Find definitions and interpretation guidance for the Method table.

Model validation

Random Forests® Classification uses out-of-bag validation for every analysis. If you select validation with a test set in addition to out-of-bag validation, then the table displays the column that identifies the test set or the percentage of the data in the test and training sets.

Number of bootstrap samples

The number of bootstrap samples indicates the number of trees in the analysis. When you use the only out-of-bag validation, the sample size is the same as the number of rows in the analysis. When you use validation with a test set, the default sample size is the same as the training data size. If you choose to use a sample size smaller than the training data size, the table displays that size.

Number of predictors selected for node splitting

This row indicates whether the node splitting considers every predictor at each node or a random subset of the predictors. If the node splitting uses a random subset, this row indicates the choice for the number of predictors to consider.

If you use all the predictors initially, consider whether to use a subset of predictors in subsequent models to compare the performance of the models.
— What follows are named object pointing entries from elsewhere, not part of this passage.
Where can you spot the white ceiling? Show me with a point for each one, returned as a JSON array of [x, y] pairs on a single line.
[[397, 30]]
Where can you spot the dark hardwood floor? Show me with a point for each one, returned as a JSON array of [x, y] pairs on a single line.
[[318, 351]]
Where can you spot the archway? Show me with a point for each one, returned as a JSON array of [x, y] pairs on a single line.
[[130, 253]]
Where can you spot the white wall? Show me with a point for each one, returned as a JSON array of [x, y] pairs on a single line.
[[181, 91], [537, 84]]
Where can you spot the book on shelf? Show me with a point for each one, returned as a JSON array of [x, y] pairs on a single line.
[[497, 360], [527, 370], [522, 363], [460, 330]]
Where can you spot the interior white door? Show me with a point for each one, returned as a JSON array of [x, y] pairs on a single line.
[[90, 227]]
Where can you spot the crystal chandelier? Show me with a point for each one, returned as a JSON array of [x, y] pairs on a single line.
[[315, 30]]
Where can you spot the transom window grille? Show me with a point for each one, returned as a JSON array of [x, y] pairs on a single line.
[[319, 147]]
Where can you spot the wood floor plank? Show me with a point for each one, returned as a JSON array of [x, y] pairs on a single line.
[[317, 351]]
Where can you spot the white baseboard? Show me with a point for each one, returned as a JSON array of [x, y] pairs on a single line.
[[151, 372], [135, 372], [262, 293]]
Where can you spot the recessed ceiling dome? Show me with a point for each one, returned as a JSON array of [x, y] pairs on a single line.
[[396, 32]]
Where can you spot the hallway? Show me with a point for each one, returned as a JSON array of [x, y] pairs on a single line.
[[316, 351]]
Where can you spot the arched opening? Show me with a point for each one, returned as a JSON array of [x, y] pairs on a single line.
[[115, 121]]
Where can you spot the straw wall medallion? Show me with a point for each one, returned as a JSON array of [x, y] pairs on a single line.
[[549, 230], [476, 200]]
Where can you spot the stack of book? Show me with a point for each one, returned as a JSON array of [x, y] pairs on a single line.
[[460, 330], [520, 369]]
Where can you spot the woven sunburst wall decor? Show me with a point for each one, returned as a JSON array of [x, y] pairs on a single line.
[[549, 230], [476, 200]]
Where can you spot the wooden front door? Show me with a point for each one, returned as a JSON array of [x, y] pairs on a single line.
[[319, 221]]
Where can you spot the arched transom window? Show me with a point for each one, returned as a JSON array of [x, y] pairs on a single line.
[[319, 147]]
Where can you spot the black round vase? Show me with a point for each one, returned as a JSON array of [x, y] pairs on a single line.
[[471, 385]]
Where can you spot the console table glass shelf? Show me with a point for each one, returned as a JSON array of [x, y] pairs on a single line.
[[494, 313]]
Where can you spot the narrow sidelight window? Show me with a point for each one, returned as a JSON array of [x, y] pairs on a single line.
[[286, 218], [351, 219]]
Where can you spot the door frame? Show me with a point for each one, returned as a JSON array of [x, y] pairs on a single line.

Minimum internal node size

The minimum internal node size indicates the minimum number of cases a node can have and still split into more nodes. If the model performance is inadequate, consider whether to increase this value to see the effect on the performance.

Missing value penalty

By default, the analysis does not have a missing value penalty and this row is not present. The missing value penalty penalizes a predictor variable for the proportion of missing values. A variable with a high penalty is less likely to become the splitter for a node.

High level category penalty

By default, the analysis does not have a high level category penalty and this row is not present. The high-level category penalty penalizes a variable based on the number of categorical levels relative to the size of the node for each node. Thus, a competitor with many levels in a node is less likely to become the splitter for that node.

Rows used

The number of response observations that are in the analysis.

Rows unused

The number of missing response observations.